Both DVT and cellulitis can cause warmth and redness in one leg, which is why they’re frequently confused. The presence of fever, an obvious skin break or wound as an entry point for bacteria, and a rising white blood cell count all favor infection over a clot. In tricky cases, doctors may test for both simultaneously.
Chronic Venous Insufficiency
If your calf swelling has been building gradually over months or years, especially if it’s worse at the end of the day and improves overnight, chronic venous insufficiency is a likely explanation. The valves inside your leg veins weaken over time, allowing blood to flow backward and pool. This is the most common cause of chronic leg swelling overall and often affects both legs.

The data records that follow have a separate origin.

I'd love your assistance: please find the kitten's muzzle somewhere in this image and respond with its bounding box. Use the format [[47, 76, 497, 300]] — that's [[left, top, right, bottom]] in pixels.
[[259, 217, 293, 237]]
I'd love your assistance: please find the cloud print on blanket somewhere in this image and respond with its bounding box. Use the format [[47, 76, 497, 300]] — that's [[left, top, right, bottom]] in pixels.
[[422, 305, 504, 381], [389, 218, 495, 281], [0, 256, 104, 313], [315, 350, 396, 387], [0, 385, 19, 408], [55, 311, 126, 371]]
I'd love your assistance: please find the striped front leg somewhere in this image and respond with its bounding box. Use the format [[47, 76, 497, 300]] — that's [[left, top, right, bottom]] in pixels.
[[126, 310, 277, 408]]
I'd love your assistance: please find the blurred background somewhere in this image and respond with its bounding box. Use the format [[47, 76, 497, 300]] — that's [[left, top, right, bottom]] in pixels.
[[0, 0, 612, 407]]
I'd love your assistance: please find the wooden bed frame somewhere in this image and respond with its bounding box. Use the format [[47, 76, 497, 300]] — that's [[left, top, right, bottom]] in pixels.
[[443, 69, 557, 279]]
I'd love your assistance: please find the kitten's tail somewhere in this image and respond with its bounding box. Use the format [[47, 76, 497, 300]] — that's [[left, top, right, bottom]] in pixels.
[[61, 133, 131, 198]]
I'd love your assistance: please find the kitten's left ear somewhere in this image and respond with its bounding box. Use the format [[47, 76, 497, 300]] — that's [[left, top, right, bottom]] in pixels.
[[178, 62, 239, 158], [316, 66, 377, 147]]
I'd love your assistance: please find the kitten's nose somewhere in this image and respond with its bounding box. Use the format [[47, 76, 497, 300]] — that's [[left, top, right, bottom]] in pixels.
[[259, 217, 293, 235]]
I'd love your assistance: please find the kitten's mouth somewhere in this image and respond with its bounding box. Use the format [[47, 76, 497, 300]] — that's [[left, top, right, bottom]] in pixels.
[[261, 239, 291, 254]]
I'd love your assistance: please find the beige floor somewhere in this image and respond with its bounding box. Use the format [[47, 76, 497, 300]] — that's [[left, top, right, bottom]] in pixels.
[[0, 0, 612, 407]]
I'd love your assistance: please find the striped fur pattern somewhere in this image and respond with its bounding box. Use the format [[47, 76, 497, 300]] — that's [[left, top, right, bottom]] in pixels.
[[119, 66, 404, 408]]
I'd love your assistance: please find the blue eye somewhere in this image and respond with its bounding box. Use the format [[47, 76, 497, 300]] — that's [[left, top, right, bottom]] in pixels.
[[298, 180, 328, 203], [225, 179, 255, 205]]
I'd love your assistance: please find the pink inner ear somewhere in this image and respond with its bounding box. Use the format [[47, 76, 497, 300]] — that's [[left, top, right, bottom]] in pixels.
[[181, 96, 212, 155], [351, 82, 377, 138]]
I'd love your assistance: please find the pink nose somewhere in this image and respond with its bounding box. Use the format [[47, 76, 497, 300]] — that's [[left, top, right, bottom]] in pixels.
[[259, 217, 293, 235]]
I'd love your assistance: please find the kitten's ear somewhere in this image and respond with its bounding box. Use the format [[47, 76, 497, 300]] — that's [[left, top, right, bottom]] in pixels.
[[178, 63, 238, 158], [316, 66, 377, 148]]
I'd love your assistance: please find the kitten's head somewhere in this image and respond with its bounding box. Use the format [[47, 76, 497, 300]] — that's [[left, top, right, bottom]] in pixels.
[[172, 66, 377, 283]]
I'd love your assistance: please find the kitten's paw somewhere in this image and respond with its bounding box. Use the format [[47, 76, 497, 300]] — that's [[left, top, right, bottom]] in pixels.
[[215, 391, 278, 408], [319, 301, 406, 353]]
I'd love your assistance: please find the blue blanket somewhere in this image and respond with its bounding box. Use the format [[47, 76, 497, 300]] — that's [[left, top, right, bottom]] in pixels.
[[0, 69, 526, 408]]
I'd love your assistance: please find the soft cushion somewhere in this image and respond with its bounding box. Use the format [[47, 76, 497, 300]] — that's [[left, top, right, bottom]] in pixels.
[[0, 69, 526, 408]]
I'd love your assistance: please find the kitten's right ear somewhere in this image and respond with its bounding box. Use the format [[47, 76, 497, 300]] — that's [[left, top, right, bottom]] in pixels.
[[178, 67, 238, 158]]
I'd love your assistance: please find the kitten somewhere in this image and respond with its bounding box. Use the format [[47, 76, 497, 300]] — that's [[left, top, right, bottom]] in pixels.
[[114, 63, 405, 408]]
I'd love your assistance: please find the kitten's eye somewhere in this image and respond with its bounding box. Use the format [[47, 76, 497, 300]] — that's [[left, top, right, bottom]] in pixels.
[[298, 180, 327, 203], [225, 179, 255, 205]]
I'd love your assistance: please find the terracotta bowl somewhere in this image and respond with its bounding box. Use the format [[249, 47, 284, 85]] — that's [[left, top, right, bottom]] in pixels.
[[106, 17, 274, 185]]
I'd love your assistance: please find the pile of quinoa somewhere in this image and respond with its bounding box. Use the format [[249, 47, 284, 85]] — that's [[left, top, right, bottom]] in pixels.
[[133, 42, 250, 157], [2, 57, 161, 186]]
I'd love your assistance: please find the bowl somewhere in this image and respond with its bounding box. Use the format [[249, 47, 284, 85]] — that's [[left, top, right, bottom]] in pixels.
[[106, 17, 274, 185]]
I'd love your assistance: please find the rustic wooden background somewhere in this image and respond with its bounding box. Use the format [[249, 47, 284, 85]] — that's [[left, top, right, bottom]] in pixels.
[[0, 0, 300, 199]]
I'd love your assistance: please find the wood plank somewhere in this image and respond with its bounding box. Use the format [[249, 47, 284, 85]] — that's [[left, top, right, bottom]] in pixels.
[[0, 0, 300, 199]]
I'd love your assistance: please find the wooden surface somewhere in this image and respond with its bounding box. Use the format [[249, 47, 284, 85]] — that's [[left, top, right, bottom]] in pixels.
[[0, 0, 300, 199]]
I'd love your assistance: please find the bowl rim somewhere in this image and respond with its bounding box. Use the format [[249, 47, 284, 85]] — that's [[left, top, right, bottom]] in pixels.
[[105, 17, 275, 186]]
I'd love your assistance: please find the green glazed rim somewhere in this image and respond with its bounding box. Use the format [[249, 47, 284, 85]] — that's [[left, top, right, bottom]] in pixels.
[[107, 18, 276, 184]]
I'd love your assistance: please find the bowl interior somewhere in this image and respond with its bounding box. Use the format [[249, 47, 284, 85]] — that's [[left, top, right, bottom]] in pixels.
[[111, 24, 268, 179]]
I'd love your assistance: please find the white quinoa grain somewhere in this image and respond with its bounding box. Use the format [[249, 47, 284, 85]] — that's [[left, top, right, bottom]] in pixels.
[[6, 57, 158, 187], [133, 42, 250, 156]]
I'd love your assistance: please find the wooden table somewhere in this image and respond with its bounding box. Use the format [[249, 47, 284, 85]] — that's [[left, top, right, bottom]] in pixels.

Over time, the condition leaves visible marks. The skin around your ankles may darken to a brownish color from blood pigment leaking into the tissue. You might notice small spider veins fanning out around the ankle (sometimes called ankle flare), patches of dry or itchy skin resembling eczema, or areas where the skin and tissue feel hardened and tight. In advanced cases, the skin can become pale and atrophic in spots, or break down into ulcers, usually near the inner ankle. Varicose veins, visible bulging veins 3 mm or larger, often accompany these changes.
Compression stockings, leg elevation, regular walking, and maintaining a healthy weight are the mainstays of management. The swelling itself isn’t dangerous, but left unmanaged, the skin changes can progress to wounds that are slow to heal.
How to Track Your Swelling at Home
If you’re monitoring swelling between medical visits, measuring your calf circumference gives you an objective number to compare day to day. Sit down with your ankle at a 90-degree angle and find the widest part of your calf. Mark the spot with a pen so you measure in the same place each time. Wrap a flexible tape measure around that point without compressing the skin. Measure both legs and note the difference. A gap of 3 cm or more between the two sides is one of the clinical markers doctors use when evaluating for a DVT.
When Calf Swelling Is an Emergency
Most causes of a swollen calf are manageable with timely medical care, but a few situations call for immediate attention. If your calf swelling is accompanied by sudden shortness of breath or chest pain, that combination raises concern for a pulmonary embolism, a clot that has traveled to the lungs. Call 911 rather than driving yourself.
Compartment syndrome is another rare but serious emergency. It happens when pressure builds up inside the muscle compartment of the leg faster than it can escape, cutting off blood flow to the tissue. The classic warning signs are severe pain that seems out of proportion to the injury, numbness or tingling, weakness, pale skin, and eventually a loss of pulse in the foot. This typically follows a fracture or crush injury. Surgical release of the pressure ideally needs to happen within six hours to prevent permanent muscle damage.
A high fever (104°F or higher) alongside leg swelling, especially if you have a history of cancer or take medications that suppress your immune system, also warrants an emergency department visit rather than waiting for a routine appointment.